You May Leave a Memory, Or You Can be Feted by Crows

Three years, Huang Gongwang
worked on his famous handscroll,
Dwelling in the Fuchun Mountains.

As he put successive applications of ink to paper
over the “one burst of creation,” his original design,
it is said he often sang like a tree frog
and danced on his old bare feet.

One day, he adds one hemp fiber stroke,
the next a moss dot.

What patience he had,
like a cat who comes back season after season to a mole’s tunnel.

Honors may go to others.
Riches may go to others.
Huang Gongwang has one great job to do.

And he sings like a tree frog,
and he dances on old bare feet.


Translator's Notes:

Q&A: You May Leave a Memory, Or You Can be Feted by Crows

Can you tell us a little more about Huang Gongwang?

His most famous paintings are Living in Happiness Spring Mountains Painting and Dwelling in the Fuchun Mountains. He was a Taoist and is included by scholars as one of the landscape painters known as “The Four Great Masters of the Yuan Dynasty.” I’m particularly taken by how he did his best work in his seventies, and spent long years working on a given painting, only adding to it when it felt right to do so, which is very Zen. As a shan shui (mountain waters) painter, he was most interested in capturing emotion in his landscapes. His subjects were mainly nature and light. People may be present in his great landscapes, but you have to look hard. That doesn’t mean people are insignificant...or maybe it does. 

Huang Gongwang is dedicated, patient, and a perfectionist—but as he appears in this poem, we’d hardly call him prolific. Is he a role model for the poet, a figure of fun, or both (or neither)?

From what we know of Huang Gongwang, he wasn’t prolific—some sixty paintings left, and most likely some attributed to him weren’t his.

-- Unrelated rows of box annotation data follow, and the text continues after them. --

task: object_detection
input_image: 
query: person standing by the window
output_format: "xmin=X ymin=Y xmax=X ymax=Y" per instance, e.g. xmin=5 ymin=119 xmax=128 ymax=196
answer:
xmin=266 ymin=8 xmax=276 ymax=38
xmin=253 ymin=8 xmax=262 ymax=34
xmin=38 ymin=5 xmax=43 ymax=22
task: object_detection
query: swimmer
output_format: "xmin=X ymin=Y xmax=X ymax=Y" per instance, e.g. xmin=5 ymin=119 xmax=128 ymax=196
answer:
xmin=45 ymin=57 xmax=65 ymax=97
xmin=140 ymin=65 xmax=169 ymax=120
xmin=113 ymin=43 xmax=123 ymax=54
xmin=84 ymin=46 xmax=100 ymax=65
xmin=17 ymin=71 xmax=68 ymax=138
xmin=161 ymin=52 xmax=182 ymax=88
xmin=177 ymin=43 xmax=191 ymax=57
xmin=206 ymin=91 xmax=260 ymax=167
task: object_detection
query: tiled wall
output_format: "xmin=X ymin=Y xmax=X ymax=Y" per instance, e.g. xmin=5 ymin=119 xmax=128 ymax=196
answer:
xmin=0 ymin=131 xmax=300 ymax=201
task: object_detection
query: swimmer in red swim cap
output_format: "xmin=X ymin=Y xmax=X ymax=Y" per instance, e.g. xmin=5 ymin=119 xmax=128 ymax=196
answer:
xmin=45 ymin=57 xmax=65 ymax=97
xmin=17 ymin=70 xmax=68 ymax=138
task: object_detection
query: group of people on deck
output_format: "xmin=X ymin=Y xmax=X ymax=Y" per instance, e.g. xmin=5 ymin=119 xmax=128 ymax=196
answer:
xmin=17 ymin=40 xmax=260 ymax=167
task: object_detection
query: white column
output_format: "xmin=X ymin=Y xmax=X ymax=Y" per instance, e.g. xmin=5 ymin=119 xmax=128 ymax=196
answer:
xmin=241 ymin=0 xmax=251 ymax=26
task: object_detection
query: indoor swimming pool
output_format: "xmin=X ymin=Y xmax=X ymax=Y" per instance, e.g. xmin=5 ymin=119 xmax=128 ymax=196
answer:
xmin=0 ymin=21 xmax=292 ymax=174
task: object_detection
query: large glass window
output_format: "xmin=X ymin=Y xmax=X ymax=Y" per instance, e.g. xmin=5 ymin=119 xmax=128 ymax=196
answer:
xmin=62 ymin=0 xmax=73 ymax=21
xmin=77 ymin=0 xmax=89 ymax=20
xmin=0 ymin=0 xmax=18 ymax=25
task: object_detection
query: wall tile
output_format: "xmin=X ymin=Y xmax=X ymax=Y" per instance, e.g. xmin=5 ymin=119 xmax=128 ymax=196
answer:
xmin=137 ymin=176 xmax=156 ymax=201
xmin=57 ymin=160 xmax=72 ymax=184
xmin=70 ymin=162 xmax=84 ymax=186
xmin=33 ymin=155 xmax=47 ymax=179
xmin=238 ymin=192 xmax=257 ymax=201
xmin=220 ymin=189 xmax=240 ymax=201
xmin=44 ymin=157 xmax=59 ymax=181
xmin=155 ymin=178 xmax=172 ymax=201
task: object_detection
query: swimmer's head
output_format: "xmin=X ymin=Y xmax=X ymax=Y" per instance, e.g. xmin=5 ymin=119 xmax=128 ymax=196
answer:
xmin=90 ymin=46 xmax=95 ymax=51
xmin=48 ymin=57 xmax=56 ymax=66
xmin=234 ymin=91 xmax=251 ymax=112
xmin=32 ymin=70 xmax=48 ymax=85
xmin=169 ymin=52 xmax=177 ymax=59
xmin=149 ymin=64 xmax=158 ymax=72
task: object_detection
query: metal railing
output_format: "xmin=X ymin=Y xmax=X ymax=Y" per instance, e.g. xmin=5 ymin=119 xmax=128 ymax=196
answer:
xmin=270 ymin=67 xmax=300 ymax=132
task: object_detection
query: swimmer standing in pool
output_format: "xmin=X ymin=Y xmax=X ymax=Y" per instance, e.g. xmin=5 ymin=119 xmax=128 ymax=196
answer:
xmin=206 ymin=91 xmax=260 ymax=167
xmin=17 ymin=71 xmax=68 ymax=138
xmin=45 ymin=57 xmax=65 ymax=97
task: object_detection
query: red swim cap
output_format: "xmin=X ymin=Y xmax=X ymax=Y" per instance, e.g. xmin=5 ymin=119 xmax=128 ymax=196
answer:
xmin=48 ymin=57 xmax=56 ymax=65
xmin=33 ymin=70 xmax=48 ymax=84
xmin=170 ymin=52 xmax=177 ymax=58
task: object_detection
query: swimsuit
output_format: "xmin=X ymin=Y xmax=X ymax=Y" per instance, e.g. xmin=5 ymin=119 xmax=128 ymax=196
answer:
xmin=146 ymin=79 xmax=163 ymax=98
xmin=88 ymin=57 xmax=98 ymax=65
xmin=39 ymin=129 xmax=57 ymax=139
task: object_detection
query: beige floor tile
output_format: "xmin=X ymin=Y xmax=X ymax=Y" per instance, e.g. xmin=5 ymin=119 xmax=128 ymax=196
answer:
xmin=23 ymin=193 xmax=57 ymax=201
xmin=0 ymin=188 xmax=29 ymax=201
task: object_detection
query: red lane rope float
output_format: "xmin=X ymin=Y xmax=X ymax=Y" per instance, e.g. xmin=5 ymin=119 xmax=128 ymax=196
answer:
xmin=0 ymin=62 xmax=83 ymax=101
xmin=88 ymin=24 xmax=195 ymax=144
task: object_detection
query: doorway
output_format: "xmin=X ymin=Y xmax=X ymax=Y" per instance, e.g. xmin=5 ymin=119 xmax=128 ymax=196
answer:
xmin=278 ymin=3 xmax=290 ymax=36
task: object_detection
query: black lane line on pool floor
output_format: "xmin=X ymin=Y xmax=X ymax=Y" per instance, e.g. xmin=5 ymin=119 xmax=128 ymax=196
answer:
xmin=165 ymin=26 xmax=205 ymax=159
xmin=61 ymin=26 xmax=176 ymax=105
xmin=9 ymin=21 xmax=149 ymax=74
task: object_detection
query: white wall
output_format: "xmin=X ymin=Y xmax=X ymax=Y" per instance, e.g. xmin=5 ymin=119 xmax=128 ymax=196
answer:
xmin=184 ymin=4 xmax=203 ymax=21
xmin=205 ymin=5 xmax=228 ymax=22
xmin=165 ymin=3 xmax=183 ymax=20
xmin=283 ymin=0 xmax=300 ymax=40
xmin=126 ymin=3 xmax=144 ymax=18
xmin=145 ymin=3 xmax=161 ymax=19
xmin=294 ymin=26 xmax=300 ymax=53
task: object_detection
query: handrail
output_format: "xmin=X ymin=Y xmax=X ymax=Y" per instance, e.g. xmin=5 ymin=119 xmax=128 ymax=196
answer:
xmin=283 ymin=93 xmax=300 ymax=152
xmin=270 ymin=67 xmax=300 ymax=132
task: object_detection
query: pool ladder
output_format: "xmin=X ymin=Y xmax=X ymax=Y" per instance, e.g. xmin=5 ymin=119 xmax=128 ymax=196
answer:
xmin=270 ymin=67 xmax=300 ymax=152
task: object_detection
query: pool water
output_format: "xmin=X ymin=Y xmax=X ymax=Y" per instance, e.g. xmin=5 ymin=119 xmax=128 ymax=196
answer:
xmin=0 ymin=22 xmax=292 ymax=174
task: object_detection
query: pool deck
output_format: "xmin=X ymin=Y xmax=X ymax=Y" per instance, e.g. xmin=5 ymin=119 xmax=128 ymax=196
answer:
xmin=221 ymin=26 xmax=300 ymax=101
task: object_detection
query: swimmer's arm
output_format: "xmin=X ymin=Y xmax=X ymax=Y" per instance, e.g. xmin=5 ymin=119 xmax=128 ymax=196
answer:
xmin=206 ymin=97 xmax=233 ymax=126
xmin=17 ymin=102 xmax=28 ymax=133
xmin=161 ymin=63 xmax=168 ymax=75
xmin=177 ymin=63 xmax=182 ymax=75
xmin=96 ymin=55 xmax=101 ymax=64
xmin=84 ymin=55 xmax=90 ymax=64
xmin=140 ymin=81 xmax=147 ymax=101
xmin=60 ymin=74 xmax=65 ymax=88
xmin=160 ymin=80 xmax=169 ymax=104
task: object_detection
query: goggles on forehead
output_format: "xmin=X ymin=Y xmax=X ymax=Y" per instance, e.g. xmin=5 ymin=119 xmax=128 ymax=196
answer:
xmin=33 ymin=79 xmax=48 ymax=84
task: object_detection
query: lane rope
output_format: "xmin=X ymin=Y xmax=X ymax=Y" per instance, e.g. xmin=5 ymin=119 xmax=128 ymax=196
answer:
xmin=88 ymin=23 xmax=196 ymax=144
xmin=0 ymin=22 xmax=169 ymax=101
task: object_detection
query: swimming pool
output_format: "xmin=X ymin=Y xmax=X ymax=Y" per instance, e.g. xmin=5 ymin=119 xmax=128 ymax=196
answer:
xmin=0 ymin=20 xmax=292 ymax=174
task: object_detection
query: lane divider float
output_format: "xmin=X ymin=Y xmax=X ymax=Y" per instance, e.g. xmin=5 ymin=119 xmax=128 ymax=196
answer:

In my poem, I’m picking up on how he’s been described at work: like others in his school, he’d start with an original inspiration or design, and then over sometimes very long periods would let his brush elaborate—or on some days simply touch—the work here and there. 

Subjectively, yes, I’d call this painter, who was also a poet, a good role model, at least for the kinds of poems I try to write. He’s both a figure of fun and a figure intent on having fun. Watching him paint, you feel both his delight and his intense purpose. When I think of him, I also think of the William Carlos Williams poem “Danse Russe,” with its much younger but still equally lonely and wild and proud poet dancing around the room.